I was enthralled by the strange ritual. It was bitter, yet curiously beautiful. The light remains of color in his skin cascaded away to the pale corpse-white of the recently deceased. I'd thought it rather normal, but the rapid change from the pale to a dull gray and blue, and all the hues of decay and rot that might befall a dead man had came in moments. Lilith leaned back, and the cold white of her skin seemed somehow warmed. She stood without effort or the wincing of pain, before removing the bloodied bandages around her thigh. The wound was gone. Not healed. Gone as though it were never there at all. Other than the slice in her leggings and the bloodstains, no evidence of her injury remained. It was clear to me then. She had taken some essence from the dead man before her.

He continued to decay in front of us. Skin sunk through the bones, and eyes disintegrated to dust. All over, hundreds of years passed over him in seconds until all that remained was dirt and bone dust. What struck me, however, was her blood inscription still coursed through the pile of decay like she had just drawn it.

Sigil of Lucifer for the book: Business of Perdition


Haunting and mesmerizing it was. She had drawn letters on the outside between the rings, though it took me a moment, I soon was able to read the etching as it was meant to be read.

L.U.C.I.F.E.R.

"If only he were here, Jeremiah. Hardly any of them are here. God, Satan, Lucifer, Michael and all the others - all gone. The lords go without thrones." She lowered her head in silent lament.

"They are real?"

I couldn't believe such a thing, but then given all I had just witnessed, it seemed quite stupid of me to question any manner of reality, divine or not.

"Of course they are, Jeremiah! How do you think you're here in the first place?"

"Where is here?"

"Hell," she said. As she stepped closer to me. Her emerald eyes stared hard into mine as she clasped her soft hands on my shoulders.

"You're in Hell, Jeremiah. Thank God you made it." She smiled at me as though somehow I was a prodigal son, returning from some errant expedition through the unknowns.

"Is this my punishment for that business at Saint Paul's?" Now it seemed apparent that perhaps my great spectacle in church, my self-righteous apostasy was my own undoing. Here I was, delivered to eternity on the back of some old woman who was supposed to be the start of a new Genesis.

She shook her head, fighting back a snark giggle. "No. That is just coincidence, but I'm glad I found you there at the church."

Found me? When had she found me? All that was there was a crow. The crow.

"You were the-"

"Crow, yes. There were many of us searching for you." She pulled me into an embrace so tight I thought she might suffocate me as she spoke into my ear. "I'm glad it was me that found you."

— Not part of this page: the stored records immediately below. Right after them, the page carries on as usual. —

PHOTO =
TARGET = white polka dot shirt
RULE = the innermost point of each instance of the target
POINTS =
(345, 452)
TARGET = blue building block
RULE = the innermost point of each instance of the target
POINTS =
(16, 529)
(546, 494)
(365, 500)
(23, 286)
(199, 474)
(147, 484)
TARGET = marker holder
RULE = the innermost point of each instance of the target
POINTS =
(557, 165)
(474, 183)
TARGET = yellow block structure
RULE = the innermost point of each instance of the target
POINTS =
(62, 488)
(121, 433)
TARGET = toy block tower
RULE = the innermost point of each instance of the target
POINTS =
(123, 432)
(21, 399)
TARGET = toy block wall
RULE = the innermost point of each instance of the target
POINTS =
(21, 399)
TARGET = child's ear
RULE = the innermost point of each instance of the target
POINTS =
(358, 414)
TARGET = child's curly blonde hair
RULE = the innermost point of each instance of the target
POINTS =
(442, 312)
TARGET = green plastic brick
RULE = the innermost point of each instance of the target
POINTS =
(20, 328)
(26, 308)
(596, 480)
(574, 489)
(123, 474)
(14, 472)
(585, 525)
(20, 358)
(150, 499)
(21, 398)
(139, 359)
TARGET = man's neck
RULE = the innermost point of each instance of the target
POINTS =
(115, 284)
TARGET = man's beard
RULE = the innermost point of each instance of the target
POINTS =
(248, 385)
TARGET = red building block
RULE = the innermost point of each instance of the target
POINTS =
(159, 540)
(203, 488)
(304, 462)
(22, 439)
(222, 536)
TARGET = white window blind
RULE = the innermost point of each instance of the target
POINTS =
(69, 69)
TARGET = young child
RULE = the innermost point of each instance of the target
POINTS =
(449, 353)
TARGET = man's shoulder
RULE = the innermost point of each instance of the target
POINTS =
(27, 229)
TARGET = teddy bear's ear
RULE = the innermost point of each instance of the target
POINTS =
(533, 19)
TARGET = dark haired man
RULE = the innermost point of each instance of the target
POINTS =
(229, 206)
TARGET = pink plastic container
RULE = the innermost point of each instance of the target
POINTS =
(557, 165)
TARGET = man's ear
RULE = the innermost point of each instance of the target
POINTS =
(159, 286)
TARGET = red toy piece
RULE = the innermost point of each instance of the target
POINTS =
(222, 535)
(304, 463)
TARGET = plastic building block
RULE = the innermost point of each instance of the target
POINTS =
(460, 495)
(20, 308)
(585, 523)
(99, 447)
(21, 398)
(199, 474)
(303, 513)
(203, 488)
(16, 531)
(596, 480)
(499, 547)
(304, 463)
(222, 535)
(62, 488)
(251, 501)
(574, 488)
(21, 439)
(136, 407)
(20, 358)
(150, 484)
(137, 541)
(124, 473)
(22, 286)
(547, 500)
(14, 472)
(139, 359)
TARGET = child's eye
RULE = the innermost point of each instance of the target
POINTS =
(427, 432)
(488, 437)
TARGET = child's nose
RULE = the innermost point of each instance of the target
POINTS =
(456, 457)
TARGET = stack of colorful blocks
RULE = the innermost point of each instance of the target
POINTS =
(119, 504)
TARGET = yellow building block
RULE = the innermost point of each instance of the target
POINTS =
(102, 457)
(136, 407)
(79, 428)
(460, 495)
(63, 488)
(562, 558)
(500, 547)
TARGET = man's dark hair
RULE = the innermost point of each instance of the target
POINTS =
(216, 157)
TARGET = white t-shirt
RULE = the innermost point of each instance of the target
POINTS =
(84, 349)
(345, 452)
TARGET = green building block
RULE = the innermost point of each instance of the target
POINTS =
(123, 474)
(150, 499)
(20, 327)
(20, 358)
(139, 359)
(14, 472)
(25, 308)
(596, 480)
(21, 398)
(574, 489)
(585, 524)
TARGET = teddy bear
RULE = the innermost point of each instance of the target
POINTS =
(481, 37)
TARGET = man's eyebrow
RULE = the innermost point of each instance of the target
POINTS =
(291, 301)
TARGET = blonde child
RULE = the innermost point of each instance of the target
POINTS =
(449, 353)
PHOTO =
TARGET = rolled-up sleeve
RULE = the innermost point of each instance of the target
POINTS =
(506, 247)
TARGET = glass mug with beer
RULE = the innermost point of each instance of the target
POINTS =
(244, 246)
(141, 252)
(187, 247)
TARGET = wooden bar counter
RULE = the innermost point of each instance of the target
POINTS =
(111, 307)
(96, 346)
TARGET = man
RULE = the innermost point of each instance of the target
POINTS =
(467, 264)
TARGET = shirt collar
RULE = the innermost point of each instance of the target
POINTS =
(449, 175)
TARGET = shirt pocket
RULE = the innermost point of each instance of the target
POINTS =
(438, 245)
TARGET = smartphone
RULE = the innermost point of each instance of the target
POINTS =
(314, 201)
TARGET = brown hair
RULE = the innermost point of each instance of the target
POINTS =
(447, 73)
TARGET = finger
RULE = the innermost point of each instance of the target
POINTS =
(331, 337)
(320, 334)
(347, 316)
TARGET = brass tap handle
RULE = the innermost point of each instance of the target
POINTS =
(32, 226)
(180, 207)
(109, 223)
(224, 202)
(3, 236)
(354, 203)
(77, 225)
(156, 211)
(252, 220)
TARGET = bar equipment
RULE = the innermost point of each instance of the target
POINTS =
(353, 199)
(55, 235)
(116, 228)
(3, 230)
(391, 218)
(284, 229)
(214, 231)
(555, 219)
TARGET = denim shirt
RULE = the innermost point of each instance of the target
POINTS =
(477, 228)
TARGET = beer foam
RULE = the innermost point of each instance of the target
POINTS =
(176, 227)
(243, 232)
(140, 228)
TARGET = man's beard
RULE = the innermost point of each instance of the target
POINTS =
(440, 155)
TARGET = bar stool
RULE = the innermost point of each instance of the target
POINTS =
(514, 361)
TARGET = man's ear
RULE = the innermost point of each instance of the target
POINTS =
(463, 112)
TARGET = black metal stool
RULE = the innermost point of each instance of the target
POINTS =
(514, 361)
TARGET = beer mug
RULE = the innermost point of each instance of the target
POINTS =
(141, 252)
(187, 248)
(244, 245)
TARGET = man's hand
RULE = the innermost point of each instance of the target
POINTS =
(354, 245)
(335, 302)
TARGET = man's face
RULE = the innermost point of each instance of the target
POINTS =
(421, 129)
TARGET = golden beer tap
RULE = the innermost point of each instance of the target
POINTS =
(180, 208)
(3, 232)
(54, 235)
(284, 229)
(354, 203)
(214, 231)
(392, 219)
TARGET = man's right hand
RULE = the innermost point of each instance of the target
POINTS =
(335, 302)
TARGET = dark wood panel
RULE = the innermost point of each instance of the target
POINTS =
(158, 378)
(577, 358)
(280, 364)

Her dark hair tickled my cheeks. It was soft and enchanting, carried to my senses on the wings of lavendar and vanilla perfumes. The embrace warmed my soul, and there, in Hell of all places, I felt for the first time in my life, affection.

She pulled away. "There's so much you don't understand, but I'm not the one to tell you."

She pulled her cowl back over her head, and her haunting eyes were all I could see of her face. She turned toward the city on the horizon. Peals of bells rung in the distance like the chiming of a hundred churches. Highs, lows, lengths and breadths all different in their melody yet combining into the same enchanting chorus, like some great celebration.

"When Lucifer fell," she said, staring off into the distance, "he did not fall alone."